Until women make up more of the decision makers for electrical and general contractors, I don’t see things changing much anytime soon.
This is unfortunate. When women are only one of a few, they are made to feel uncomfortable and try to conform and fit in by “outmanning” the men. Women leaders don’t always promote women’s interests. I’m sure you’ve all known women like this.
Studies show that once a critical mass of women in a group, (about 30%) is reached, this dynamic tends to go away and women can be themselves and contribute positively to the culture and the bottom line of an organization.
Women shouldn’t have to work in a model designed for and by men. The challenge for today’s women leaders is to re-create policies and systems and laws so we can be successful on terms that also include and value women.
American corporate life makes it very hard for women to be successful both at home and work. The expectation is that women will step aside at work when we have kids, so it seems rational to not advance us too far beforehand, or let us back in when we’re ready. Hence the gender pay and promotion gap (still 80/100 at best). Women and men should have equal rights to work and have children at the same time- this should not be a burden borne fully by women.
We have insufficient protections or mechanisms for equal pay or promotion, no legal provisions for pregnancy or maternity leave or child care, and no real protection from sexual harassment in the workplace. Our Constitution does not prohibit discrimination based on sex, and women’s rights are not protected other than the right to vote. We still have no ERA (equality of rights under the law can’t be denied or abridged by the Unites States, or any State, on account of sex). Wow, that’s so controversial!

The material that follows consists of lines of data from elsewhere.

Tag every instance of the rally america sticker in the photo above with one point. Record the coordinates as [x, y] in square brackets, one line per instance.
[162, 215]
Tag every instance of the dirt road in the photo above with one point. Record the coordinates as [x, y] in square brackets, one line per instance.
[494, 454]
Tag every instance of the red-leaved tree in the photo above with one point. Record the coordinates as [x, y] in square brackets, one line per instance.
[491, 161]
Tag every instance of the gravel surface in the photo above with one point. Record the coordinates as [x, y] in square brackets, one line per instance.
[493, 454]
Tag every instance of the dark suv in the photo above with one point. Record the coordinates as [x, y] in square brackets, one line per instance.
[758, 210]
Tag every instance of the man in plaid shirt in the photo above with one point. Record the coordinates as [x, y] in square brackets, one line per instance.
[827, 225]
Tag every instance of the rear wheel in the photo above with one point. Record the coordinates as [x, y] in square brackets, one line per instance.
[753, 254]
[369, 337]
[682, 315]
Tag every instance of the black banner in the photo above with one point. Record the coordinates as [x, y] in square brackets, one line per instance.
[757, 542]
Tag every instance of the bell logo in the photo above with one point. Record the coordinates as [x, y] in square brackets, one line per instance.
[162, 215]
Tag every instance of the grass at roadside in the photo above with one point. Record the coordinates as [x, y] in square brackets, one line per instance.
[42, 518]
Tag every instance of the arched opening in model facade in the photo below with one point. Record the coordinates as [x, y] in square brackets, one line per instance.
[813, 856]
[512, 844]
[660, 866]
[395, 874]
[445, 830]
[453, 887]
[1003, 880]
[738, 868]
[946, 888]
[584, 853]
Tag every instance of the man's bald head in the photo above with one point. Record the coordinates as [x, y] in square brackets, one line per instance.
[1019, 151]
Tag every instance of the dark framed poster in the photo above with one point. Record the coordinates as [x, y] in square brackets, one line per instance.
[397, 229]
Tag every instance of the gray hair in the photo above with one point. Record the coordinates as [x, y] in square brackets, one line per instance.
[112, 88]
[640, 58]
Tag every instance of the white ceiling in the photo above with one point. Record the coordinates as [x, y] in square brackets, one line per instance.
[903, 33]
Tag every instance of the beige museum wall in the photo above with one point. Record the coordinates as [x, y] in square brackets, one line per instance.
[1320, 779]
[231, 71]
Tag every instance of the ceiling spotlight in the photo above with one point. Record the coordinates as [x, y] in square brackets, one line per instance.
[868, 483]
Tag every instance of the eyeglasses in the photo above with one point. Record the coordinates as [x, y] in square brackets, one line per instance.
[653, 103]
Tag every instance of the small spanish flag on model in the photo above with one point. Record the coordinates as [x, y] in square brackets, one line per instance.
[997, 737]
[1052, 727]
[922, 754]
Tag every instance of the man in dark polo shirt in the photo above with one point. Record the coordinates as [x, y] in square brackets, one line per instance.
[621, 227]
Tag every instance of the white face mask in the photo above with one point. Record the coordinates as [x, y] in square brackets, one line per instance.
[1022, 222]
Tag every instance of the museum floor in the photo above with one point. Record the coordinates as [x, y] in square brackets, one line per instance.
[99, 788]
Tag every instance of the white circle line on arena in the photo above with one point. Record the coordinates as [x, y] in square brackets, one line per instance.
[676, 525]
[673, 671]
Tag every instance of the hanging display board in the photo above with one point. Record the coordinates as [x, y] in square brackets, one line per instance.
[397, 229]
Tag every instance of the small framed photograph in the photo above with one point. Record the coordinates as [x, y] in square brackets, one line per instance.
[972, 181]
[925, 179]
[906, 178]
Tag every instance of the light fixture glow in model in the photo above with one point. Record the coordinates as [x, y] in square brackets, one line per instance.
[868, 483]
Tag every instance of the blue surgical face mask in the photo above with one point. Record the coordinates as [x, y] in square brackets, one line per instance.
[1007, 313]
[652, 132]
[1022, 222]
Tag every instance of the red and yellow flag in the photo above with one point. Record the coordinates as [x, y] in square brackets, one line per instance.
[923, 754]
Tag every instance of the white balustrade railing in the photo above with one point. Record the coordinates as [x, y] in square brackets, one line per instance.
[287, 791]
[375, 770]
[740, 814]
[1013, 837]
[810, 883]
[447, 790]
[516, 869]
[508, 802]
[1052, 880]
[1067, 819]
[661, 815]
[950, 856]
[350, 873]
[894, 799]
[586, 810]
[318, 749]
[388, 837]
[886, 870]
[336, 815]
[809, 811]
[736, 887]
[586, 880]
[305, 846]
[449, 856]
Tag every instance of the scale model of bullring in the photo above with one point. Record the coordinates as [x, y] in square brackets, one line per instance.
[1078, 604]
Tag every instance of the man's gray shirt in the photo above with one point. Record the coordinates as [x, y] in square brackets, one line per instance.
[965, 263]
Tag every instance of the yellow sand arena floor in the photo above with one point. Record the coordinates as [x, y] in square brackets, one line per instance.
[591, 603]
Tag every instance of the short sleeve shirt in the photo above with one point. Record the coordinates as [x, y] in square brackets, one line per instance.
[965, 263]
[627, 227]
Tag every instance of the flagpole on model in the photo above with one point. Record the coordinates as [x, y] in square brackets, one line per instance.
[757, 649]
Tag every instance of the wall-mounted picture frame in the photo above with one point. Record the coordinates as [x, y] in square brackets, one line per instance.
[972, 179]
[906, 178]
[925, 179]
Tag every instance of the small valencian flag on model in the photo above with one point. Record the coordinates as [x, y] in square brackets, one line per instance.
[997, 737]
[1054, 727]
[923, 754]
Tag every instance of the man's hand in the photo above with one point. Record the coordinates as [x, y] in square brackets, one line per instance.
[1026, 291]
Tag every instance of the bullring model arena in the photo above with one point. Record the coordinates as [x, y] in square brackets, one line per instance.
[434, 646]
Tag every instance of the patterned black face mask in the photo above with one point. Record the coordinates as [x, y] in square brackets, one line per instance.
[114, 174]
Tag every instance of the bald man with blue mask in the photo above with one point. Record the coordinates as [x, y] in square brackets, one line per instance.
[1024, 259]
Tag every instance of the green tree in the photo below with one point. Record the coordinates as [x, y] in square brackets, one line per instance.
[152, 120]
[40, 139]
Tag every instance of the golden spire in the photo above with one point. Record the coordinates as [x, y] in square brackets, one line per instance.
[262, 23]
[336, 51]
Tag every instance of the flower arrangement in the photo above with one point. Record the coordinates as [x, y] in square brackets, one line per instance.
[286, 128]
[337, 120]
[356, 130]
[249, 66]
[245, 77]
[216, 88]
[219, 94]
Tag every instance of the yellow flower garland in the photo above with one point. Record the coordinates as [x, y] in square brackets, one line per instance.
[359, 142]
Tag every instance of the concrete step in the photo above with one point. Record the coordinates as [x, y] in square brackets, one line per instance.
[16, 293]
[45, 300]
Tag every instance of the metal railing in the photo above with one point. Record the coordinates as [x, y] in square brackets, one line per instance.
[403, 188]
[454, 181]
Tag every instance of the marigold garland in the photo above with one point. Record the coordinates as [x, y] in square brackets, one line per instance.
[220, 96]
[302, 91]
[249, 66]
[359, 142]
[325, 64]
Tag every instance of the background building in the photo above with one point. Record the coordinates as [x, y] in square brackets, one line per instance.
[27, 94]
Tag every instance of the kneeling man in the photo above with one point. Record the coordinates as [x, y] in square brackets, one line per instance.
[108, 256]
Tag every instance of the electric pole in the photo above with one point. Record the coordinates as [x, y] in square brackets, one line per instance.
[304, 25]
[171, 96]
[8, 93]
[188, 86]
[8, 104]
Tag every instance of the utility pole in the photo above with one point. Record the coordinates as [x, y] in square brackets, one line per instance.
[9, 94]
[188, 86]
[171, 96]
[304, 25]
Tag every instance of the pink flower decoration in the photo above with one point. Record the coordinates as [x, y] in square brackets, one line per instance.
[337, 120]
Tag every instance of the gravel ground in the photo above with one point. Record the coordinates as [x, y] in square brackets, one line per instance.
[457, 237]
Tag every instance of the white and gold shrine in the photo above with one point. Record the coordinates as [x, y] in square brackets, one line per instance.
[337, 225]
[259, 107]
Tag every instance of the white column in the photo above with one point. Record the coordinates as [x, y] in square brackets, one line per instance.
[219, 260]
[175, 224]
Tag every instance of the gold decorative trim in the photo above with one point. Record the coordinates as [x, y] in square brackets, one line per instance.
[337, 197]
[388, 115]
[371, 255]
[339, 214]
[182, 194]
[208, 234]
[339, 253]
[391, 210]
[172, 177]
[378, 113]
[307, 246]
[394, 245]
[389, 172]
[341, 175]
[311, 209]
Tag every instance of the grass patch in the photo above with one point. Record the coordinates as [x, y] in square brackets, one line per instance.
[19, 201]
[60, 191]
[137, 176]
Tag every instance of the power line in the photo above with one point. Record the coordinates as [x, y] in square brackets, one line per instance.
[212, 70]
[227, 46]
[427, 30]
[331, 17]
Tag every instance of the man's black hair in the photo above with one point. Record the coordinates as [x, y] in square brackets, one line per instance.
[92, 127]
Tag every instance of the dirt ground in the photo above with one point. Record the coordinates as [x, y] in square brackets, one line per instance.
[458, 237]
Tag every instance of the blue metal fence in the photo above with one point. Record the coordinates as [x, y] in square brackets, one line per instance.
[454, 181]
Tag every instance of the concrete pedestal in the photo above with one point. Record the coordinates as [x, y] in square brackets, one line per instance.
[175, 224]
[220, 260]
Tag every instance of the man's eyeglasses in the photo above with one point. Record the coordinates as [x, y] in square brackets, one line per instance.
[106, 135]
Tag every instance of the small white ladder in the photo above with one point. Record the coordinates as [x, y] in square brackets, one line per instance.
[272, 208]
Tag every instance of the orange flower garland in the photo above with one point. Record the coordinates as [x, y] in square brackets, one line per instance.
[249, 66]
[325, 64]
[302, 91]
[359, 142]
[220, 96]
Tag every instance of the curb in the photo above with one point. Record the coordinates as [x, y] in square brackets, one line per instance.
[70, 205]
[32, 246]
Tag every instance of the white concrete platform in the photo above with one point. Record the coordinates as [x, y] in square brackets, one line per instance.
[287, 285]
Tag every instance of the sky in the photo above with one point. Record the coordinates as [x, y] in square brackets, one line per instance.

We need women leaders, and men too, who support these issues. Who will empower and improve other women’s lives, who will help get a critical mass of women at decision making tables and help make the world a better place for everyone. Study after study shows better outcomes when women are involved. Companies perform better if they recruit and retain women. It’s estimated that gender equality would add $12-$28T to global annual GDP. Equality is better for everyone.
Women are half the population. We need women leaders who will say, “The business is for the girls and the boys” and make it happen. Who’s with me?